Working capital represents how much money is tied up in inventory and debtors and has not yet converted into cash or the profits that your business has made that have not yet converted into cash (so you cannot get access to them yet).
Working capital can be measured from looking at the balance sheet for your business.
In the above example, the business has $1 million in debtors, $700,000 worth of inventory on hand and owes it’s suppliers or trade creditors $500,000. The working capital is $1,200,000.
In order to pay creditors, employees etc, the business will need to collect the debtors and sell the stock (and collect the debtors) so this money ends up tied up in the business.
(In some instances, cash will be added to working capital to determine the ability of a business to pay its creditors, but more on that later).
Usually a business will have a consistent level of debtors, inventory and creditors over many years.
So how do profitable, growing businesses go broke.
Let’s say you run a wholesaling business. You buy inventory from suppliers, hold that inventory in your warehouse and then sell it to retailers. As one wholesaler told me, buying big boxes and selling small boxes.
You have negotiated terms with your supplier of 30 days from the end of the month. You try and buy at the beginning of the month so you end up getting 45 days credit from your supplier.
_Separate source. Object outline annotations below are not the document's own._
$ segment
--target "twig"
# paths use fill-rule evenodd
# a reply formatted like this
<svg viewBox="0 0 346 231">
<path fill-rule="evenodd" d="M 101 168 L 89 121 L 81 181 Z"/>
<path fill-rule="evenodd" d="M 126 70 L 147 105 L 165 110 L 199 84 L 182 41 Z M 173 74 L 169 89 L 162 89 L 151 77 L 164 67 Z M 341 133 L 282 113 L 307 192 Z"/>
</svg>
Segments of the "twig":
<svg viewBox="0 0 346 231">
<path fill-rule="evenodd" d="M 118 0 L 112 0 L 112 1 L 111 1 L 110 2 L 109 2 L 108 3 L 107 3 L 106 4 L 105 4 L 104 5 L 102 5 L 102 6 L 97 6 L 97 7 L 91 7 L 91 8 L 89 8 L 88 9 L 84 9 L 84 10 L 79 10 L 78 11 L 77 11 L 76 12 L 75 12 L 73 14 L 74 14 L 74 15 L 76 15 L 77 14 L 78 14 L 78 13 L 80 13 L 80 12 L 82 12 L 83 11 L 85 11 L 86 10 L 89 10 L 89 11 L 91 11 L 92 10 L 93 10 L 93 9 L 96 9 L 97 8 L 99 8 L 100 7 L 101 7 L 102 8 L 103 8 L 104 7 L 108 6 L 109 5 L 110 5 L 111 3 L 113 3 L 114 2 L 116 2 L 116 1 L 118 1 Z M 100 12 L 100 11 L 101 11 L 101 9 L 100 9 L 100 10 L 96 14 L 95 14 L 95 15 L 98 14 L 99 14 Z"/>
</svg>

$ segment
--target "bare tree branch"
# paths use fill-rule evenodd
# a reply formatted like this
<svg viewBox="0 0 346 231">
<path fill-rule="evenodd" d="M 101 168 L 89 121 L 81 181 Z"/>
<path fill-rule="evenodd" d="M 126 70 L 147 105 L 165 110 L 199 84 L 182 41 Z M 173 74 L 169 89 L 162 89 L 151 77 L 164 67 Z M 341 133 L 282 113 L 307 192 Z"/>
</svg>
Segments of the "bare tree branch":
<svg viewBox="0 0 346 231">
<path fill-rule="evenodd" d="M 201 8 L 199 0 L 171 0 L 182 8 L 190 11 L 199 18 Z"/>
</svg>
Part of your unique selling proposition is that you have a wide range available for immediate delivery. To get the best terms from your suppliers, you have to buy in bulk and for each good you have it stock for about 90 days before you have to re-order that item.
Your industry is competitive and the retailer has come to expect competitive terms so you offer 30 days from the end of the month (30 EOM) but some clients are slow in paying so the average number of days your invoices are outstanding is 60 days.
So from this, we can work out what your working capital will be, based on your turnover ($10 million per year) and gross profit rate (30%).
|Debtors||($10 million x 60 days ÷ 365 days)||$1,644,000|
|Inventory||($10 million x 90 days ÷ 365 days x (1-30%)||$1,726,000|
|Creditors||($10 million x 45 days ÷ 365 days x (1-30%)||($863,000)|
So you will have 2.537 million held up in working capital. This represents cash that you have to find somewhere either from cash reserves or borrowings.
Let’s see what happens when you get a new customer that will generate $1 million in extra sales.
|Debtors||($1) million x 60 days ÷ 365 days)||$1,808,000|
|Inventory||($11 million x 90 days ÷ 365 days x (1-30%)||$1,899,000|
|Creditors||($11 million x 45 days ÷ 365 days x (1-30%)||($949,000)|
|Increase in Working Capital||$ 221,000|
So you have to find another $221,000 in cash or borrowings to fund the increased working capital.
The new customer is great, in that will deliver $300,000 in extra profit to the business but it will cost $221,000 to fund it.
When growing businesses are not aware of their working capital requirements, it can have a devastating impact. They cannot pay their suppliers, the suppliers stop delivering, stock runs out and they cannot make sales, sales decline below break even point and losses result making it difficult to pay other creditors and employees. This process can happen very quickly depending on the ability of management to react to events.
So how can you use your understanding of working capital to fund the future growth of your company.
- Reduce the number of days that invoices are outstanding by reducing payment terms, by having a systemised debtors follow up process or getting rid of slow paying customers.
- Reduce the number of days that you hold inventory by better inventory management, dropping unpopular, slow selling or unprofitable product lines, communicating with your customers regarding their inventory requirements.
- Increase the terms of payment for your creditors.
- Increasing your gross profit rate by increasing your prices, becoming more efficient in the purchase, storage and delivery of your products.